Foto 1: Vista do Conjunto Moderno da Pampulha.
Fonte: Júnio Machado, 2018.


Ao lançarmos mãos sobre a origem do Conjunto Moderno Da Pampulha  e os significados que hoje são aplicados ao mesmo, logo levantamos diversos questionamentos sobre o mesmo, tais como sua autenticidade e reconhecimento local, como sua sustentabilidade, sendo esta última uma questão que passou a ser uma das principais pautas da atualidade, fazendo com que a compreensão do patrimônio e as políticas de proteção a ele destinadas são peças fundamentais na busca por um cenário construído horizontalmente e de maneira consciente e equilibrada tanto financeira quanto qualitativamente.
Ao nos debruçarmos sobre a questão da construção do patrimônio que temos hoje, principalmente o edificado, logo notamos que há ao mesmo tempo um romantismo quanto um afastamento em relação ao mesmo, este afastamento que pode ser compreendido também como uma espécie de “violência simbólica”. segundo CHOAY (2001) esta relação romantizada criada em torno do patrimônio construído deve-se á um processo de “afastamento histórico” que tem sua origem em meados de 1400 d. C na Grécia.
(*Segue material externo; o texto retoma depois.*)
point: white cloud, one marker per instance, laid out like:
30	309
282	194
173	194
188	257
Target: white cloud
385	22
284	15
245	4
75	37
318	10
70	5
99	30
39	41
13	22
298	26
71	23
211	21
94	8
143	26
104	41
“Á época em que Petrarca escreve o poema “África’, no entanto, os edifício clássicos estão a serviço de uma relação ainda exclusivamente textual com a Antiguidade. A forma e a aparência dos monumentos romanos não requerem a sensibilidade visual; eles dão uma legitimidade á memória literária. mais que seus monumentos individuais, é todo o sitio de Roma que evoca antes de tudo ‘um modo exemplar (...), a virtus e a virilidade, em uma palavra, um clima moral.” (CHOAY, 2001, P.45)   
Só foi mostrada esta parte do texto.